O’Keefe circled back round his chair to survey the food. The lone platter on the tray held a seasoned meat dish, with the meat rolled in what appeared to be genuine tortillas and covered liberally with cheese and brown sauce. It looked for all the world to be a platter of genuine beef enchiladas. There was also a large ceramic tureen filled with a rice concoction and another bowl holding a thick soup brimming with vegetables. The fiery scent of jalapenos floated up with the steam from the latter. A large flagon of liquid rested in one corner of the trencher, next to a bowl of ice. China, crystal, and utensils were arranged neatly along one edge.

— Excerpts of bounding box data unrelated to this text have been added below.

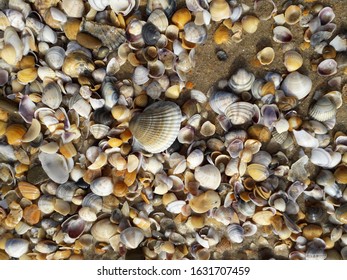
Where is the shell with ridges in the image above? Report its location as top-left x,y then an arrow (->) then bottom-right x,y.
129,101 -> 182,153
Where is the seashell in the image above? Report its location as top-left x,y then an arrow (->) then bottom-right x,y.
189,190 -> 221,213
37,194 -> 56,214
187,149 -> 204,169
334,165 -> 347,184
45,46 -> 65,70
281,71 -> 312,100
18,181 -> 40,200
39,152 -> 69,184
318,7 -> 335,25
171,8 -> 192,30
241,15 -> 260,34
329,35 -> 347,52
5,124 -> 26,146
284,5 -> 301,25
35,240 -> 58,254
209,0 -> 231,22
132,65 -> 149,85
41,82 -> 63,109
335,202 -> 347,224
78,207 -> 97,222
62,52 -> 95,78
141,22 -> 161,46
129,101 -> 182,153
228,68 -> 255,93
309,96 -> 336,122
146,0 -> 176,18
283,50 -> 304,72
184,22 -> 207,44
90,124 -> 110,139
88,0 -> 110,12
200,121 -> 216,137
1,44 -> 20,65
5,238 -> 29,259
254,0 -> 277,20
61,215 -> 86,239
293,129 -> 318,148
120,227 -> 145,249
272,26 -> 293,43
257,47 -> 275,65
17,68 -> 37,85
90,177 -> 113,196
194,164 -> 221,190
247,124 -> 271,143
317,58 -> 337,77
226,224 -> 245,243
147,9 -> 169,33
101,76 -> 119,110
247,163 -> 270,182
224,101 -> 255,125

The captain sidled up next to him and studied the repast as well.
“What’s in the pitcher?” he asked.
“Cold tea. Seldon is well aware that, unless I specify otherwise, I always take tea with dinner in lieu of wine or a drink.”
“Iced tea? As in sweetened iced tea?” O’Keefe asked, arching a brow expectantly.
“Of course,” the captain answered without hesitation.
“With real sugar?”
“Yes.” She regarded O’Keefe patiently but quizzically.
“Ah,” he purred. “My respect for your civilization grows by leaps and bounds.” He reached for the ewer, ignoring the captain’s look of befuddlement, and poured some of the brownish nectar int
o a tall glass, being careful to leave enough room at the top to add what he considered to be exactly the right amount of ice. Raising it to his lips, he took a long, leisurely sip. He was surprised to find that even lemon had been added in what tasted like precisely the right proportion. “Oh, goodness,” he said, almost whispering. “That is what I call a grade-A glass of tea. Was this on Vigilant and no one told me?”
“Well, yes and no,” the captain answered, smiling slightly and obviously amused. “There’s always tea on board, of course. But not exactly like this. The food synthesizers are good at a lot of things, but I’ve never been aboard a ship, particularly a police vessel, that could produce a reasonable facsimile of fresh brewed tea. I think a lot of it has to do with the fleet’s rendition of lemon juice. Besides the fact that it is indeed sour, it has very little in common with the real thing.” She stood and watched him savor the taste in tiny sips for several seconds. “Well?” she finally asked, “you’re the guest. Are you going to fill your plate, or did you expect me to serve you?”
“No, I was just waiting for you. Ladies first, and all that.”
The captain looked at him with complete incomprehension. “What does that mean?” she asked.
“OK, I take it you don’t do that here,” O’Keefe said as he reached for a plate. “Since you had sweet tea I must’ve gotten carried away. I was almost ready to believe that civility was a part of your culture. I’m sure now that I was mistaken.” He had spoken with utter facetiousness, and had been grinning the whole time, but the captain looked at him as if she were biting back gall. He sighed and turned his attention to loading generous portions of food atop his plate, already well aware that he should have not have attempted light banter with someone as severe and uncompromising as the captain. It seemed unlikely that the two of them would make it through their first dinner alone together without the onset of another argument. He took his food and seated himself without another look at the woman.